やはり学習の中心は、高校の教科書。特に初学者の方はこちらを読み進めることから始めてください。

配布された教科書があれば、そちらを使用してください。お持ちでない場合は、数研出版および東京書籍の以下のものがおすすめです。

『生物基礎(生基316)』(数研出版)
『生物(生物303)』(数研出版)

『生物基礎(生基311)』(東京書籍)
『生物(生物301)』(東京書籍)

入門書

入門書に関しては、現状生物基礎についての一冊が初学者にもわかりやすく書かれており、おすすめです。受験生物界では有名な田部眞哉氏による「はじめからていねいに」シリーズで、理系生でこれから勉強を開始するという方だけでなく、文系でセンターの理科基礎の一つを生物基礎にするという方も最初の1冊としてぜひ取り組んでみてください。

『田部の生物基礎をはじめからていねいに』(東進ブックス)

網羅型講義系参考書

網羅型講義系参考書というのは、生物基礎・生物の内容を1冊で解説しているもので、ページが500〜700ページ超となるのが特徴的です。以下の4冊が代表的です。

『完全版 生物合格77講』(東進ブックス)

『大森徹の最強講義117講 生物[生物基礎・生物]』(文英堂)

『チャート式シリーズ 新生物 生物基礎・生物』(数研出版)

『生物 知識の焦点』(大学受験Doシリーズ)

教科書を噛み砕いたあるいは教科書よりも詳細な説明・解説がほしいという方は、『完全版 生物合格77講』および『大森徹の最強講義117講 生物[生物基礎・生物]』がおすすめです。図やグラフもたくさん掲載されており、これから本腰入れて生物を勉強するという方皆さんにおすすめです。
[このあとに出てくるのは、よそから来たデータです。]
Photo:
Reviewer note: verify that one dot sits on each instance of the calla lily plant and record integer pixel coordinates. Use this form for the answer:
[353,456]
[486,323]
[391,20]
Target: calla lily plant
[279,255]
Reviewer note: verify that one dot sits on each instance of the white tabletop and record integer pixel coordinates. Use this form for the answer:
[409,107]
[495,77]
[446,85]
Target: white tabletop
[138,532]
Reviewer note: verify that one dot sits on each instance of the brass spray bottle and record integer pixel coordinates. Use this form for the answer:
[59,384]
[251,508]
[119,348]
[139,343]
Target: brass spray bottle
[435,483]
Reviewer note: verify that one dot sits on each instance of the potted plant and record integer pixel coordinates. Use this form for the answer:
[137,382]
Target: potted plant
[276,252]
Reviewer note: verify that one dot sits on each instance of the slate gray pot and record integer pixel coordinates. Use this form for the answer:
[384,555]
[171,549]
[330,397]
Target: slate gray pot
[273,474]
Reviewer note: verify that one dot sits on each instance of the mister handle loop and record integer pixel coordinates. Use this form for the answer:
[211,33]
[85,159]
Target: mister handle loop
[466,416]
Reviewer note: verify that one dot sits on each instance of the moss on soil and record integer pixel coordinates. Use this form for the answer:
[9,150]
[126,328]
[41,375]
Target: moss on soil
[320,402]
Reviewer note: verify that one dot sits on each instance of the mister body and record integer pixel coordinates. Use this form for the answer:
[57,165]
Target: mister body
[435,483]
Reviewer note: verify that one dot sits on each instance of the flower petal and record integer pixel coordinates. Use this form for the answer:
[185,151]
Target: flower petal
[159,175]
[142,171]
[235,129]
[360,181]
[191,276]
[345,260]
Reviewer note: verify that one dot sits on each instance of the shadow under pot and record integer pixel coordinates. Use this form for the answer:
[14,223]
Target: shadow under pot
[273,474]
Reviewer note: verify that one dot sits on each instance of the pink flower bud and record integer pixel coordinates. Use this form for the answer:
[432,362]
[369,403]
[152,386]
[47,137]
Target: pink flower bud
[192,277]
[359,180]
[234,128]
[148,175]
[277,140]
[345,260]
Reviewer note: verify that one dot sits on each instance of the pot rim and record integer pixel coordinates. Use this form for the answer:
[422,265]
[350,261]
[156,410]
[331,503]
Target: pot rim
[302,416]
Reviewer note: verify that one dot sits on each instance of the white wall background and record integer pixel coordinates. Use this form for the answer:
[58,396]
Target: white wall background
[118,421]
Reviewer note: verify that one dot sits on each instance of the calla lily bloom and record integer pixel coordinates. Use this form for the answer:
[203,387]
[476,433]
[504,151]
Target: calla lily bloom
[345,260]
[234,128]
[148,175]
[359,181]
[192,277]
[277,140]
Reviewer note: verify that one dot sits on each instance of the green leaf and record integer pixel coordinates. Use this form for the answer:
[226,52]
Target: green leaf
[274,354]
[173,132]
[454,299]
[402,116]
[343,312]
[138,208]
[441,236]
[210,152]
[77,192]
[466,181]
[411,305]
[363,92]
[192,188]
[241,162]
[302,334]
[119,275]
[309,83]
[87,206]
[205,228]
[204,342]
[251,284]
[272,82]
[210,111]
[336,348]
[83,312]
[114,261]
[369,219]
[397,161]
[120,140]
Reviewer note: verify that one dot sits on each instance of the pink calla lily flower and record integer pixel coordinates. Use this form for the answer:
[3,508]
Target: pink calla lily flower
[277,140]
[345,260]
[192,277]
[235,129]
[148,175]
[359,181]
すでに未習範囲のない方で、医学部受験を検討している方は、『生物 知識の焦点』が最も適しているでしょう。知識事項がコンパクトにまとまっており、一定レベル以上の受験生にとって、とても重宝します。

使い方に関して。まずは1章ずつ読み進めたら教科書傍用問題集や基本レベルの問題集を使って問題演習をしてください。テキスト読み進めと問題演習を繰り返していく中で、生物全体の知識が身についていきます。

さらに、模試を受験したり、演習問題を解く中で、お使いの参考書に載っていない項目があれば、自分で解説を書き写すなど事項を追加していきましょう。自分にとって重要な点をさらに集約した、より濃密な1冊になります。何度も繰り返し通して読んだり、問題演習しながら弱点として発見した箇所を集中的に読んだりして、受験本番直前まで使用していきましょう。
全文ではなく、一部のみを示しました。